One of these baddies happens to be Michael Keaton's Rembrandt — an ascot-wearing, Poe-quoting, Anna-admiring baddie who may or may not be on the verge of giving into his kinder instincts. From the jump, he flirts with Anna via well-written, playful dialogue that longs for a way they can get together — even if every beat of the story tells us only one can live. The duo also have multiple scenes of hand-to-hand combat that unfold like Astaire and Rogers dance numbers, the two perfectly complementing — and nearly killing — each other.
On the verge of celebrating his 70th birthday in real life, is Keaton too old for the role? Yes, and he also seems too old to be convincingly pulling off the martial arts moves — but he does both, all with that glorious twinkle in his eyes we've treasured for decades. Maggie Q, who is about 30 years younger, is a flawless partner in both the fight scenes and the ones where they spar with dialogue. Together, the two make a terrific pair, and they pull off the difficult task of making you wish these two ruthless killers would somehow end up together.
Of course, Samuel L. Jackson is also north of 70, but at least in the movie he admits that. Thanks to movie magic, both of these beloved characters actors still feel like credible threats — although Keaton's stunt double simply moves different than the actor, so scenes where he suddenly goes from a casual, charismatic swagger to a full-speed, jumping-through-windows quasi-parkour not only break the illusion but can feel like the kind of sped-up film trickery once used in "Three Stooges" shorts.
For most of its runtime, "The Protégé" feels like the best film Luc Besson never got around to making. For a while, there was no one better at telling adrenaline-packed tales about trained killers ("Leon: The Professional") and no-nonsense women outkilling the ruthless men that would do them harm ("Lucy" and "Nikita," which spawned a 2010-2013 TV series starring Maggie Q in the title role), but he has increasingly become more of a producer and writer (the "Taken" and "Transporter" films). Here, Campbell takes the baton while continuously surprising the audience with his leading lady's prowess.
Time and again, we see Anna overmatched, in rooms filled with men twice her size. But like Jean Reno in "The Professional," she's a master with weapons, and seems to have an endless array of creative ways in which to deploy them. The film keeps things moving fast — characters like Rembrandt, Moody, and Anna are constructed as smart people who need to stay a few steps ahead of everyone else to stay alive, so the benefit to the viewer is that we never get ahead of what we're seeing onscreen, a fatal mistake made by so many films.

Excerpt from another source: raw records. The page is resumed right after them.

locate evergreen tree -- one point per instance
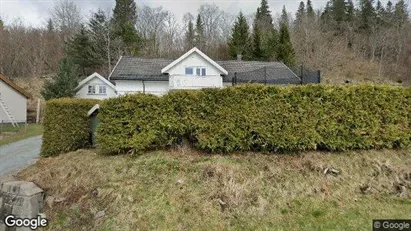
(62, 84)
(367, 15)
(101, 37)
(285, 51)
(190, 36)
(124, 19)
(284, 17)
(300, 15)
(50, 26)
(199, 35)
(310, 10)
(81, 52)
(239, 42)
(400, 13)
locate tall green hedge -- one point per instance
(66, 125)
(260, 118)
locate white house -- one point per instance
(95, 86)
(193, 70)
(13, 102)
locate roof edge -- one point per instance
(15, 86)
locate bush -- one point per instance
(66, 125)
(260, 118)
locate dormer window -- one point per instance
(198, 71)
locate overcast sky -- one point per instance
(36, 12)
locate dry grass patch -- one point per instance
(185, 190)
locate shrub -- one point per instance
(66, 125)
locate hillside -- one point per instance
(185, 190)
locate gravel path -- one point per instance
(18, 155)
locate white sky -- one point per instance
(36, 12)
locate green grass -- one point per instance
(12, 134)
(184, 190)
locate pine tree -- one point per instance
(300, 15)
(62, 84)
(199, 35)
(285, 51)
(80, 51)
(190, 36)
(239, 42)
(310, 10)
(50, 26)
(400, 13)
(263, 31)
(284, 17)
(101, 37)
(367, 15)
(124, 19)
(258, 53)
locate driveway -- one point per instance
(18, 155)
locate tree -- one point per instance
(66, 17)
(62, 84)
(285, 51)
(50, 26)
(102, 36)
(190, 36)
(81, 52)
(239, 42)
(124, 19)
(367, 15)
(199, 33)
(300, 15)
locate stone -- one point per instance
(100, 214)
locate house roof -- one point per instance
(136, 68)
(92, 76)
(194, 50)
(15, 86)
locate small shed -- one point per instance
(92, 113)
(95, 86)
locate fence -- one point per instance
(278, 75)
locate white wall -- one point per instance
(83, 92)
(134, 86)
(16, 102)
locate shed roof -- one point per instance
(15, 86)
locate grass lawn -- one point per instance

Never is this more apparent than in a climactic action scene that doesn't have a single punch thrown. Rembrandt asks Anna to dinner, and the two meet up in a fancy restaurant, both dressed to the nines. In no time, the two are pointing guns at each other under the table. The dialogue in the scene, written by "The Equalizer" movies (and the upcoming "Kraven the Hunter") scripter Richard Wenk, crackles with crude, infectious precision.
Between the dialogue, the action, and that central cat-and-mouse game between Maggie Q and Michael Keaton, the film is well worth your time. The three leads are all clearly having a lot of fun, and their characters are given plenty of time to breathe and develop between knife fights. It all wraps up in a solid showdown, punctuated by a terrific final shot.
So do yourself a favor and get past the generic moniker. "The Protégé" is the best trained killer film to come along in sometime, and Maggie Q is an absolute force of nature who gives heart, body, and soul to her performance.